Wednesday, February 18, 2009

I have a very good friend who, by choice, lives a very conservative, simple, life style. He and his wife choose to live in a rural area, in the woods, without many close neighbors.
They are both professional people and earn a good living. They just made a choice to do the things that bring them joy and less stress in their lives.

They grow a big garden each year and can, freeze and otherwise preserve much food. They hunt for elk and venison and use that as their main meat source. They don’t have television, choosing instead to read good literature, and play games and have actual conversations with each other and their children.

I was at their house visiting one day and one of their children came in and of course, as kids the world over do, wondered what was for dinner. The mom told her, and then she said, “For dessert we are having homemade ice cream”.

I want you, for a moment, to think about the whiniest voice you have ever heard, and imagine the next sentence as being uttered by that voice.

“Homemade ice cream again? Waaaaaaaa, I Hate Homemade Ice Cream.”

Upon hearing that, I thought to myself, Of all the simple, wonderful pleasures in life, homemade ice cream had to be right up near the very top. But if you think about it, if you are rewarded with that kind of thing to often then of course it is going to get old and stale.

When we think about what being blessed feels like, wouldn’t it also stand to reason that if you were totally blessed all the time, would you even be able recognize a blessing?
Sometimes blessing doesn’t mean a reward, or a feel good thing or money or anything like that. Often, a blessing is the very thing you have learned from adversity. It’s an epiphany or insight. It’s having your eyes opened to see that the very thing you stressed or even cried over could have been God making you stronger and isn’t that the best blessing of all?

I am going to add to this post a writing I did when I lost my wife. You will understand when you get to the end. I am a blessed man. I know what it feels like.

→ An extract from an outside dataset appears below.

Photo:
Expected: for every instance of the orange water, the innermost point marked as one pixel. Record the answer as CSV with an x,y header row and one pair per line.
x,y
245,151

Digital cameras really are convenient. I have one of the latest models and it takes awesome pictures. I was thinking though, about how easy it is to delete a memory. We take a picture and then we preview it. If it didn’t turn out just so, we hit the delete button and away it goes. I guess that’s ok at times, but somehow it seems wrong. Yes, I do it as well, but I think about all the pictures I have from years past. We can sit around some times and get the old pictures out and look at them. Each one a memory, such as that picture of Aunt Mary with her underpants showing, or the red eyes of Uncle Dick, were they red from the bad picture, or from the booze. We took pictures with our old film cameras and we took them to the photo place and got them developed. Then we put those pictures in an old shoe box somewhere. Sure they weren’t all professional quality and some of them were stupid or embarrassing, but they were memories and they bring back feelings of that time. Now we all seem to want to be first class photographers so we delete the pictures that don’t fit that mold. How sad to lose that moment in time even if it didn’t turn out postcard perfect. We also take many pictures that are good, but all we do is download them onto our computer and leave them there. It was always enjoyable to get the big pile of old pictures out and have the family sit around on the sofa and pass them back and forth and laugh and remember. I don’t know all the reasons these things bother me so but they do. I am a huge nostalgia type guy and it just bothers me to see memories deleted even if they weren’t perfect.
What if we had a button like that in our lives? Man, I could delete that night in Portland, or that bicycle wreck when I was six. Maybe I would like to erase that fight I had with my son when he was fourteen and I said things that were hurtful and stupid. And I can’t believe I wore those shorts in 1987, my god what was I thinking. I wonder if I could erase that day at the doctors office when they first told Karen she had cancer. Could we skip right over the part with the surgery and the hair loss and the chemo. Could I delete that part when she went to be with the Lord? What of this period now when I ache so bad sometimes and miss her so much. How about that? There are many of those things that weren’t just picture perfect. Some cause us much pain and sorrow, but they are our lives, the things that make us who we are. I don’t think I would erase that stuff if it were possible. The person who is me is the whole person with the good and the bad. So many things that we would just rather not go through or deal with. Some can be very devastating, but to pretend that the bad didn’t happen I think would cheat me out of how incredibly cool the good things make me feel by comparison. Yes, there are sad times, and bad times, as well as the good times and I keep thinking about my life with Karen, and about the words from the old Garth Brooks song.

I could have missed the pain

But I would have had to miss the dance

1 comment:

  1. Paul, your story of how we often wish we could delete the bad parts of our lives reminds me of a process our church went through called "Focused Living." One exercise we did was to make a timeline of our lives. We wrote down EVERYTHING on yellow post-it notes - good as well as bad. Then we took the bad, and wrote them on to pink post-it's, and put everything in chronological order.

    Every single time we'd see a "pink" post-it, there would be a significant blessing in our lives not long after it.

    Hang in there - God's using the "pink's" to prepare you for some pretty awesome "yellow's"!